But if the ultimate plan is to requeen with (supposed) mite resistant bees, plan that for early fall.

I suspect your plan is really to see how the existing bees handle mites on their own. To know that you'll need to test the bees for mite levels. However there are a number of traps for new players when doing this, and it is easy to be mislead by interpretation of results. My opinion, would be just go ahead & requeen at least one of them, with a resistant queen, you could leave the other hive as is, if you think they are tolerating mites, as an experiment.

Course you have many options, those are just my thoughts, there will be other opinions equally useful.


----------



## RiodeLobo (Oct 11, 2010)

I left my package queens (caucasian) and one was the only colony to survive the winter. The rest bit it (5 supposed resistant) and 2 packages.

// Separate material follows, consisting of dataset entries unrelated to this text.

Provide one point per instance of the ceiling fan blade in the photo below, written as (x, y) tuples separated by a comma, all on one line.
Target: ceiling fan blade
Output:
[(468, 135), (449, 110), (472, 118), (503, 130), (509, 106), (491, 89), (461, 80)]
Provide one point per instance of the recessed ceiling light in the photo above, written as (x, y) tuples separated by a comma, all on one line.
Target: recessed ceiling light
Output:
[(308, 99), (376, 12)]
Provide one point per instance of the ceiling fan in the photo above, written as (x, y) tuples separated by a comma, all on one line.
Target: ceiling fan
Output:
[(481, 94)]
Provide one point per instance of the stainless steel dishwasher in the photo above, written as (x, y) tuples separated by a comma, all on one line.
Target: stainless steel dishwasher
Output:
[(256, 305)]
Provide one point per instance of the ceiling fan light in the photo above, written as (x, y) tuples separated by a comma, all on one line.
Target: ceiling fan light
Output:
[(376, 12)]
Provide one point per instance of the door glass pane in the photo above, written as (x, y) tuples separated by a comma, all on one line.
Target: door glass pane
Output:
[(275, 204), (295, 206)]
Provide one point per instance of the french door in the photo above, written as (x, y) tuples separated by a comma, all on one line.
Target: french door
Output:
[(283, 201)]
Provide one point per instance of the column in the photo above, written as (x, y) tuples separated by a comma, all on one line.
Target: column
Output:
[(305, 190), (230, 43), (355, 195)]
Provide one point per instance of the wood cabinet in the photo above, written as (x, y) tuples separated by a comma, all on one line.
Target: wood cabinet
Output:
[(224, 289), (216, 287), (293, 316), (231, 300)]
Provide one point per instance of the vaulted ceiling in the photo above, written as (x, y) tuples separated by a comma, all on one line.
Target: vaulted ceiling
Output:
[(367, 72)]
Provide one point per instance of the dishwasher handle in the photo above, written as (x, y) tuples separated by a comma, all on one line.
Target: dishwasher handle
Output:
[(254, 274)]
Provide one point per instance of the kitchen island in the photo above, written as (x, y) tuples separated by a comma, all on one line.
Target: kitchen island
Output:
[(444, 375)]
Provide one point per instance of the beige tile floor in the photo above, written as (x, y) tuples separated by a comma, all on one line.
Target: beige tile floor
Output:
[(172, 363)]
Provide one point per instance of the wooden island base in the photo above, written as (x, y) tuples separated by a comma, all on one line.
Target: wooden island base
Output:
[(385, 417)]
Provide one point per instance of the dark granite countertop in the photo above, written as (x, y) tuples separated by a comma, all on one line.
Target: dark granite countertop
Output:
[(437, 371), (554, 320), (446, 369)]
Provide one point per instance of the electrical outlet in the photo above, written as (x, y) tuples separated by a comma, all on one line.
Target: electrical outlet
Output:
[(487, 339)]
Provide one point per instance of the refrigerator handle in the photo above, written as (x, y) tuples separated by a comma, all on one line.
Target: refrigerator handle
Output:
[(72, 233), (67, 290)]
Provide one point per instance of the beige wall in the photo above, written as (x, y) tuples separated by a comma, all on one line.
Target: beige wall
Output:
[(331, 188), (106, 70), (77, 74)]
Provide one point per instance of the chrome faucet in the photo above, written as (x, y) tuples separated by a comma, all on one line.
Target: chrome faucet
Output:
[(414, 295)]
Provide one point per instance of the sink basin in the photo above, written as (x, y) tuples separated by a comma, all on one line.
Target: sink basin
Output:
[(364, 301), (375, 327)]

My plan on rebuilding is 4 packages and 2 nucs from traditional sources 3 nucs from a tx free source and 3 queens from a no chemical (soft treatment only) source. I am going to requeen 3 of the traditional source hives with the "resistant" queens and split the remaining 3 into over winter nucs, allowing half to raise a queen using eggs from the tx free nuc hives. Ideally this will give me 7 hives and 6 nucs going into the winter all with a "resistant" queen on the daughter of one.


----------



## jeffnmo (Mar 16, 2013)

being new I can't claim any experience or proven actions but common sense and the learning I've done so far leads me to agree with Whitetail. You have to observe and act according to what is happening. Too many variables and you can't reasonably cover all. Go with the knowledge you have and trust your instincts. That's the way I'm approaching it at this point and if I change my mind I'll let you know. Good luck Gus


----------



## Gus979 (Oct 11, 2012)

Thanks for the advice everyone


----------



## Moon (May 7, 2011)

Advice is one thing you'll get a plethora of on beesource. From pretty much every corner of the globe and every spectrum of beekeeping. It's pretty easy to tell someone the best way to ride a bike, explain balance and forward momentum to them; braking and safety precautions looking out for traffic etc... etc... With all the explanation and reading in the world you're still going to have to hop on a bike, fall down a lot, and scrape your knees a time or two before you start to get the hang of it. Few things in life are any different. Dive in. Learn, make mistakes, learn from your mistakes, make more mistakes, keep learning. Don't lose the passion for what you're doing and you'll be fine.

Best of luck =)


----------